FT-IR analysis shows similar absorption peaks in BSG-B and THB-B (Figure 4). Specifically, the absorption peaks at 3409.92 cm−1 in THB-B and 3408.69 cm−1 in BSG-B are caused by the stretching vibration of hydroxyl groups [46], which indicate that there is no significant change in the hydroxyl in BSG-B after fermentation. The absorption peaks at 2925.65 cm−1 in THB-B and 2927.46 cm−1 in BSG-B are caused by asymmetric stretching vibration of C–H with a slight shift. This indicates that the environment of the C–H bond undergoes slight changes during the fermentation process, which remains stable overall. The similar absorption peaks at 1640.28 cm−1 and 1640.87 cm−1 are caused by the presence of water molecules in THB-B and BSG-B samples [47]. The absorption peaks at 1381.83 cm−1 in THB-B and 1412.82 cm−1 in BSG-B are caused by C–H angular vibrations [45], with the most significant alteration following fermentation, which indicate that the fermentation has exerted a considerable influence on the orientation of the C–H bonds within the β-glucan. This observation may be attributed to conformational shifts or minor structural modifications in the β-glucan chains. The absorption peaks at 1153.72 cm−1 and 1151.29 cm−1 in THB-B and BSG-B are typically associated with stretching vibrations of ether (C–O–C) or C–O bonds, which indicate the presence of glycosidic bonds (β-1,3 or β-1,4 bonds) in the sample. This peak is an important characteristic of β-glucan, which indicate the integrity of its long-chain structure. The absorption peak at 1074.74 cm−1 in THB-B is associated with the vibration of C–O–C and C–O–H of the pyran ring [48], which was split into 1077.73 cm−1 and 1037.40 cm−1 in fermented BSG-B. This suggests that the fermentation process results in alterations to the pyran ring structure, which may be attributed to modifications in the glycosidic bond configuration due to the action of enzymes during fermentation.

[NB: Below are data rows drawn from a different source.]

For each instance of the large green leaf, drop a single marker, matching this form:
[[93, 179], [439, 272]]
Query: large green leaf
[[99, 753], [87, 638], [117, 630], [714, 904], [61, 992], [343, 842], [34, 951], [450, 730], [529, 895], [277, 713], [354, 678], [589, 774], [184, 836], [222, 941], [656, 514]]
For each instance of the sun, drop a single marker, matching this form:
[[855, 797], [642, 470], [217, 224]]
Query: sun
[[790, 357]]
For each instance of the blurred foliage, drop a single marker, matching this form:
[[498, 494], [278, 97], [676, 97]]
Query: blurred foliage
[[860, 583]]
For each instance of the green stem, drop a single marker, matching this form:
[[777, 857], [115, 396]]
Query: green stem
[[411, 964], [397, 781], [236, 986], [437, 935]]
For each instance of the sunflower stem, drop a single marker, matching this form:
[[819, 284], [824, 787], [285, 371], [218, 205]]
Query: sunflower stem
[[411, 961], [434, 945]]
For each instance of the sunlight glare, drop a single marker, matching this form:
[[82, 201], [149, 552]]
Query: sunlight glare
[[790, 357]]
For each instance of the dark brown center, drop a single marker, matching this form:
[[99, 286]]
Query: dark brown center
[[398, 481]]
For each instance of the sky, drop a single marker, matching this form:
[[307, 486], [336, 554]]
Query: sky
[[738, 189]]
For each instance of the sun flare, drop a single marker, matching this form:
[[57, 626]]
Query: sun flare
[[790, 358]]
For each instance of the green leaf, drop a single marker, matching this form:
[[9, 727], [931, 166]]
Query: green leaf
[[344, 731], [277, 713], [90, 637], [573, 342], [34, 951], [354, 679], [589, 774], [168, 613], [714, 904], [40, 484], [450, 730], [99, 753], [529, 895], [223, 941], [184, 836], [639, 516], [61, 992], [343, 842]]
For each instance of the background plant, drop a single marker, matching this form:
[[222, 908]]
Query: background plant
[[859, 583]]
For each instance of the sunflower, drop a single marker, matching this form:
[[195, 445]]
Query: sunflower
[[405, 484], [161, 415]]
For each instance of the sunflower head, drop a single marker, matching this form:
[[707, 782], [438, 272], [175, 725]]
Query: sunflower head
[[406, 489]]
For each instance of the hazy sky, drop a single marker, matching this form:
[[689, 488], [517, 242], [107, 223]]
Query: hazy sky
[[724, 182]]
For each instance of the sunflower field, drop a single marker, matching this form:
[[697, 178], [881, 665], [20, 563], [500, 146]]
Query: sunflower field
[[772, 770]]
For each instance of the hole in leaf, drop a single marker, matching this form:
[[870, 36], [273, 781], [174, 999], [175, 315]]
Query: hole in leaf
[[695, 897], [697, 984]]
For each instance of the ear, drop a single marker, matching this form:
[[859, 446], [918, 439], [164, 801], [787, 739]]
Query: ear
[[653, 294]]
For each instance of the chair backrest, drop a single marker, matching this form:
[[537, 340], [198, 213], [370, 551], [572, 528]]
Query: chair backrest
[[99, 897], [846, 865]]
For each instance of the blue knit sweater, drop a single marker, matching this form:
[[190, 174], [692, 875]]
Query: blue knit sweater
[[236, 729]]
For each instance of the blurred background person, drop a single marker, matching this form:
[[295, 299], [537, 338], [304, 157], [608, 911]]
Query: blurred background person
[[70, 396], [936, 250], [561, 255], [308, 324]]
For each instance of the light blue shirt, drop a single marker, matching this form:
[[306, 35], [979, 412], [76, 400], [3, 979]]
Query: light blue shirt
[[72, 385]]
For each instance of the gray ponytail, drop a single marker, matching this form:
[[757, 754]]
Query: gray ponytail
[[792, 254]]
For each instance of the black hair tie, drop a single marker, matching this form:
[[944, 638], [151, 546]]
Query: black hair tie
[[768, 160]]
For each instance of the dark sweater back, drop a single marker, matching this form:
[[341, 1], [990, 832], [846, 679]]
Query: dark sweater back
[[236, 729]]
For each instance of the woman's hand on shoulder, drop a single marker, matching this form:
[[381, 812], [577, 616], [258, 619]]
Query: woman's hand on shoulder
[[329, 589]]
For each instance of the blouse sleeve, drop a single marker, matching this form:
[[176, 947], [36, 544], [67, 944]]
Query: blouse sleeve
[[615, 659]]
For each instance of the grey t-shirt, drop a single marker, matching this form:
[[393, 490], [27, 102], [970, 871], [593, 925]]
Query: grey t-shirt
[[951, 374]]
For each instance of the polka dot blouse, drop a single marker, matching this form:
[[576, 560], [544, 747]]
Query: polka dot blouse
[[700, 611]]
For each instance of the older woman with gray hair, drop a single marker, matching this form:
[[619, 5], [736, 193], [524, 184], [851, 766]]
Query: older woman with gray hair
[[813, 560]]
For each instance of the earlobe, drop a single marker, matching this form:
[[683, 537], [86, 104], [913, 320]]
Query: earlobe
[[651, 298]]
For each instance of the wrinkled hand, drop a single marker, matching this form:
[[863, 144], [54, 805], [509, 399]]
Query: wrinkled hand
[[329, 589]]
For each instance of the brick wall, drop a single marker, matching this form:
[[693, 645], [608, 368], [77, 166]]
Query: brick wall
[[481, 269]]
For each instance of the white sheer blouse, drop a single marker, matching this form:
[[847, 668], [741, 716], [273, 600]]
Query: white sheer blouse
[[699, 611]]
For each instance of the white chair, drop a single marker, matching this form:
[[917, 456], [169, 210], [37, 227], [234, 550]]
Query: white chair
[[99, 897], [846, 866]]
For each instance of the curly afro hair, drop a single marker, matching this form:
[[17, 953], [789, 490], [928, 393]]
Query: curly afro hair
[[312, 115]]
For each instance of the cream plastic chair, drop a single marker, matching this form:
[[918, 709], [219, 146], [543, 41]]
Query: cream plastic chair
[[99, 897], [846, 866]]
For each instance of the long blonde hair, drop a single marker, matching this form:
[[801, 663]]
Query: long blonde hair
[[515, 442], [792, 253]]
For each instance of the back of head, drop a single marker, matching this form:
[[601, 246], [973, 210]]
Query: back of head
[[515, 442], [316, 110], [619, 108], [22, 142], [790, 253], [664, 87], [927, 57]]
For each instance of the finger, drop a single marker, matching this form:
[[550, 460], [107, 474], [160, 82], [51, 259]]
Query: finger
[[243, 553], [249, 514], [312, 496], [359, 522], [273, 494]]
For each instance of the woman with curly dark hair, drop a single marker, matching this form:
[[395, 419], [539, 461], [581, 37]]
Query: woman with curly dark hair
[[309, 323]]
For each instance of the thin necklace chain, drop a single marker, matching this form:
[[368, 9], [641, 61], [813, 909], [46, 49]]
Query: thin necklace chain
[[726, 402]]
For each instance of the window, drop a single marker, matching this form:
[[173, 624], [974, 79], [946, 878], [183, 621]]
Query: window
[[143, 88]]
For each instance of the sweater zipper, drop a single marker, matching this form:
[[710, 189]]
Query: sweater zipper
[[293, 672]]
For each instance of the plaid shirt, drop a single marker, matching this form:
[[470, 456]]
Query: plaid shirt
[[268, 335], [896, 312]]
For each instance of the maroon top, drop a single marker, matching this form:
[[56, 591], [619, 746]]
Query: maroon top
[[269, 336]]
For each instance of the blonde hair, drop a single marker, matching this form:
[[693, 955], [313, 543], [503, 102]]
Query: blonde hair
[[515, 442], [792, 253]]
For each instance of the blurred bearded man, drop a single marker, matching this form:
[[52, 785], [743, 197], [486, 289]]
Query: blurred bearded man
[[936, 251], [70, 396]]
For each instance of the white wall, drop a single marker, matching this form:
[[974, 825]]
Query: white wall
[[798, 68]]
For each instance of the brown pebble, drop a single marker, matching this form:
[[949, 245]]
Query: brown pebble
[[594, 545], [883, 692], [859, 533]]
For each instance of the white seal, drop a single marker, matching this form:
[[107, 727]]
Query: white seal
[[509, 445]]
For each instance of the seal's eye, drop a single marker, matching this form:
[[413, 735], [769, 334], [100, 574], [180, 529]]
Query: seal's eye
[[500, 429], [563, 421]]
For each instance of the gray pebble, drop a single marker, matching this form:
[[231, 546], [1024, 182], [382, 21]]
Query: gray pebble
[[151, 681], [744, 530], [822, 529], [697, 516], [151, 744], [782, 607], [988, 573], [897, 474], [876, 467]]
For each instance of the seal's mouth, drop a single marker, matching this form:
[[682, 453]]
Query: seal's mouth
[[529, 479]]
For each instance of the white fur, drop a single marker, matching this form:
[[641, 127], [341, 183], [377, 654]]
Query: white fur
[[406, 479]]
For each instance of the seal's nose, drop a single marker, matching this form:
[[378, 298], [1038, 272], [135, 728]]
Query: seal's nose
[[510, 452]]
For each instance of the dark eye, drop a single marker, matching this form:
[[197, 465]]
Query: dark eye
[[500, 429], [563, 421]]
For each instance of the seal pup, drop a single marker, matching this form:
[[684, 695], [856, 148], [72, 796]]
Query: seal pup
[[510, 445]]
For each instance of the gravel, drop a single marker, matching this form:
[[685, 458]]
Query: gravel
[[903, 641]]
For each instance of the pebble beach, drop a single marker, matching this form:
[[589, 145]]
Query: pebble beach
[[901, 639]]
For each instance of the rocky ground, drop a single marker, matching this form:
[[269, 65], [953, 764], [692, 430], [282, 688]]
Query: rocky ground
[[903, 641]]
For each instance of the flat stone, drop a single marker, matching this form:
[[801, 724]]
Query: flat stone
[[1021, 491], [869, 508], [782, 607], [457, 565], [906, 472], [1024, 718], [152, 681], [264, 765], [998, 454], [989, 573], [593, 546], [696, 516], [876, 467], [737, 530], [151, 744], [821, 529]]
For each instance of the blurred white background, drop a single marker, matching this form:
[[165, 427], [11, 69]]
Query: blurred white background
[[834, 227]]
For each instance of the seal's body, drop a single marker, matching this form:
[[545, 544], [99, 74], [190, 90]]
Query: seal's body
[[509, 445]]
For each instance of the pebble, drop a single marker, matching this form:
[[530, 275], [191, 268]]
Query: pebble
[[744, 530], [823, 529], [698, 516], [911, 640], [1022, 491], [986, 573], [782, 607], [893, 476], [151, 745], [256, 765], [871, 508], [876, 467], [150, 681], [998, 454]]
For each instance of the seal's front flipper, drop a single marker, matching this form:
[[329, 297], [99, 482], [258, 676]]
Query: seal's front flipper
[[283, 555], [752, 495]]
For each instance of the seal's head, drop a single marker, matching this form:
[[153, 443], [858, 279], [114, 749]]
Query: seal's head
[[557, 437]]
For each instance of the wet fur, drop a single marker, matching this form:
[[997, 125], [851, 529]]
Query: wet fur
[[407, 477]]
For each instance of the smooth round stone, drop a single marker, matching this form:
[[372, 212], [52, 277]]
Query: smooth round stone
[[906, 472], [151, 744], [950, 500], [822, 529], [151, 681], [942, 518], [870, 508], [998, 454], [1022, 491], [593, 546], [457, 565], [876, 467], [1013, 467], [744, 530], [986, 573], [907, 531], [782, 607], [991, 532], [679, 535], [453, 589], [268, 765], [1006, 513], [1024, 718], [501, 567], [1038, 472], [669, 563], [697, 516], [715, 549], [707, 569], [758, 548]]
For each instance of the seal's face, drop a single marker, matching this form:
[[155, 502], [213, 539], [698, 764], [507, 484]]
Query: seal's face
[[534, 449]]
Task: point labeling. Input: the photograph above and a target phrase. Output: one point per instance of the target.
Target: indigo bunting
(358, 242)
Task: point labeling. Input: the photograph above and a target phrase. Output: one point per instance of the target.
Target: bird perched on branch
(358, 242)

3.4. Morphologies of β-Glucan from BSG

3.4.1. Macroscopic Morphology

Figure 5A illustrates the macroscopic morphology of the two β-glucans from THB and BSG. The color of THB-B and BSG-B was milky white, while BSG-B was a little darker. In terms of texture, BSG-B exhibits a more compact structure, whereas THB-B is characterized by a delicate and fluffy consistency. Under the same weight, the volume of BSG-B is 29.4% of that of THB-B (Figure S3), which indicated that the texture of β-glucan was changed after R. oryzae fermentation.

3.4.2. Microscopic Morphology by SEM Analysis

In order to investigate the microscopic structural differences corresponding to the different textures at the macroscopic level, microscopic surface images were obtained using scanning electron microscopy (SEM). As illustrated in Figure 5B–D, the microstructures of the two β-glucan samples from BSG and THB are markedly distinct. THB-B exhibits a spongy form with a loose structure and a surface covered with micropores; however, BSG-B comprised primarily thick flakes with varying morphology, including fragments with an uneven surface and a compact structure, as well as depressions on the surface. The disparity in these microstructures may be attributed to the distinct molecular weights of the β-glucans present in THB-B and BSG-B, the varying lengths of the branched main chains, and the dissimilar van der Waals forces governing the interactions between the β-glucans [49].

3.4.3. Nanostructural Morphology by AFM Analysis

Atomic force microscopy (AFM) is a microscopic instrument used to observe the nanostructure and conformation of macromolecular polymers. The two- and three-dimensional graphs of β-glucan were plotted using AFM. As shown in Figure 6, the height of the THB-B (−24.1–29.4 nm) and BSG-B (−17.4–20.2 nm) aggregates were much greater than the thickness of the individual polysaccharide chains (0.1–1.0 nm) [50], suggesting that the hydroxyl groups in the polysaccharide chains form strong inter- and intramolecular interactions, leading to the formation of aggregates [51,52]. Moreover, the aggregation heights (−17.4–20.2 nm) of BSG-B were markedly lower than those of THB-B (Figure 6), which indicated that the inter- and intramolecular interactions formed by the hydroxyl groups in the polysaccharide chains of BSG-B were significantly weaker than those of THB-B. This hypothesis was also confirmed by the FT-IR spectra (Figure 4), which showed a shift in the absorption peaks from 1074.74 cm−1 in THB-B to 1077.73 cm−1 and 1037.40 cm−1 in BSG-B. As illustrated in Figure 6C,D, the aggregation width of BSG-B is approximately 74 nm, lower than that of THB-B (116 nm), which was determined by the molecular weight and structural differences between the β-glucans.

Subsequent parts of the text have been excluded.